Today I’d like to share with you all a video panel discussion by, which was held on dyslexia and titled “Dyslexia Understood: Research, Instruction and Awareness.” The panel included three experts on dyslexia, who discussed the latest developments in brain research and instructional methods, and addressed how those advances can help children and their families.
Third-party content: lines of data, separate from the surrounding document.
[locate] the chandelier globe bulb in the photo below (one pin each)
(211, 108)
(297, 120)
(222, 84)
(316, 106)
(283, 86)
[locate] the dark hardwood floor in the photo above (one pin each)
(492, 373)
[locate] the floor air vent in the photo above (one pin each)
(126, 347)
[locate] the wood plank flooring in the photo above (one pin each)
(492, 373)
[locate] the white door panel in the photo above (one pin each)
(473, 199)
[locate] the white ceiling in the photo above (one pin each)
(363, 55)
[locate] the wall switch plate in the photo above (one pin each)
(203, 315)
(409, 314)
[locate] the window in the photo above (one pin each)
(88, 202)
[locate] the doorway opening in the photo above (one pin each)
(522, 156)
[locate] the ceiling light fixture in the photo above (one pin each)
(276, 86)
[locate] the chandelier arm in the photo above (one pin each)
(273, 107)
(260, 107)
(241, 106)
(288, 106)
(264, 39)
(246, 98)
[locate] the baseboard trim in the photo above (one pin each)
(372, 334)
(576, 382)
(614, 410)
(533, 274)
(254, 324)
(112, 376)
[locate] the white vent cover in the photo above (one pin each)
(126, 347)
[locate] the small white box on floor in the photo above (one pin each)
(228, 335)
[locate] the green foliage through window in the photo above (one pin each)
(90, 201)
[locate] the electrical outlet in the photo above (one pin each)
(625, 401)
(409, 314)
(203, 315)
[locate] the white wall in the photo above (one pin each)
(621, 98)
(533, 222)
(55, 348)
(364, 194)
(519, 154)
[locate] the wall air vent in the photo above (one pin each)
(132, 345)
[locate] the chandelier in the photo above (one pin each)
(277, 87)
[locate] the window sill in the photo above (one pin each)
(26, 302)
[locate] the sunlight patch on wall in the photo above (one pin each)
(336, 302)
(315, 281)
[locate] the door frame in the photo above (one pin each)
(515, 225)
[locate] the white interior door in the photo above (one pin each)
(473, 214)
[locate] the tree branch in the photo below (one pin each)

The panel featured women who were knowledgeable in three areas of dyslexia: brain research, instruction and advocacy. The panelists include Barbara Wilson, cofounder of Wilson Language Training, mom and former teacher Rachel Vitti, and leading neuroscientist Guinevere Eden. Here are their main points:

1.      Brain imaging is starting to play a role in understanding the strengths of people with dyslexia. Guinevere Eden shed light on cutting-edge brain science and its direction towards using brain imaging. She said that the field of dyslexia research is changing—for the better. “The research is becoming increasingly interdisciplinary,” said Eden. “You’re beginning to see the merging of genetics research with brain imaging research with behavior research.” Scientists with different types of training are coming together and bringing different tools to the table. The result is a more holistic understanding of dyslexia.


2.      Dyslexia laws aren’t always leading to better outcomes for students. Dyslexia laws are a good step toward getting students the support they need. But the laws haven’t always translated into results. There’s a gap in implementation, according to Barbara Wilson, who said, “You fight and get the laws into place. But why is it we don’t necessarily see that transfer to the outcomes that are intended by the law?” Any time a law is passed, in-depth teacher training is critical, according to Wilson.


3.      Policymakers are now taking dyslexia advocates seriously. Panelist Rachel Vitti, a mother whose gifted son has dyslexia and a former teacher, said that she tried to help her students with dyslexia, but she didn’t have the training. She believes that it’s important to raise awareness about dyslexia in schools. With the knowledge gained by research, she has seen a movement for change.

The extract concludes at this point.